This repository is a curated list of resources for object detection, specifically focusing on object proposal generation techniques. It serves researchers and practitioners in computer vision who need to understand and implement methods for efficiently identifying potential object locations within images. The collection aims to provide a comprehensive overview of seminal papers, code, datasets, and evaluation benchmarks in this domain.

How It Works

The project is a curated list, not a software library. It organizes resources into categories such as Objectness Scoring, Similarity Grouping, Supervised Learning, Hybrid & Part-based methods, Spatio-Temporal approaches, Low-Level Processing, Evaluation, Datasets, and Object Detection frameworks.
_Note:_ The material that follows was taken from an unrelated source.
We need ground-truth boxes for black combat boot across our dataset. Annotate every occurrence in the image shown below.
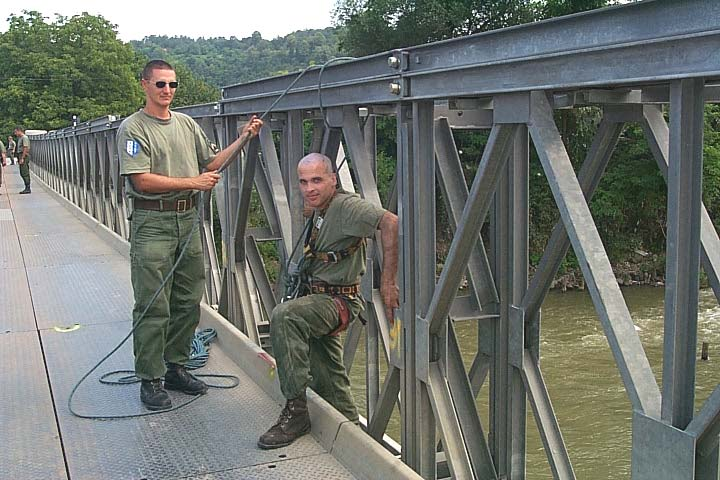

This structure allows users to navigate the landscape of object proposal research, from foundational concepts to state-of-the-art deep learning models.

Highlighted Details

  • Comprehensive coverage of object proposal methods, including foundational techniques like Selective Search and EdgeBoxes, as well as deep learning-based approaches like RPN and DeepMask.
  • Links to seminal papers, associated code repositories (where available), and relevant datasets (PASCAL, COCO, ImageNet, KITTI).
  • Includes resources for evaluating object proposal performance, such as the Hosang benchmark.
  • Features sections on related topics like objectness scoring, similarity grouping, and low-level image processing techniques.

Maintenance & Community

This is a community-curated list. The author encourages contributions via pull requests to expand and update the resources.

Licensing & Compatibility

The repository itself is a list of links and does not have a specific software license. The licenses of the linked papers, code, and datasets vary and must be checked individually.

Limitations & Caveats

This is a reference list and does not provide executable code or a unified framework. Users must independently find, install, and integrate the various tools and datasets mentioned. The rapid evolution of object detection means some listed methods may be superseded by newer techniques.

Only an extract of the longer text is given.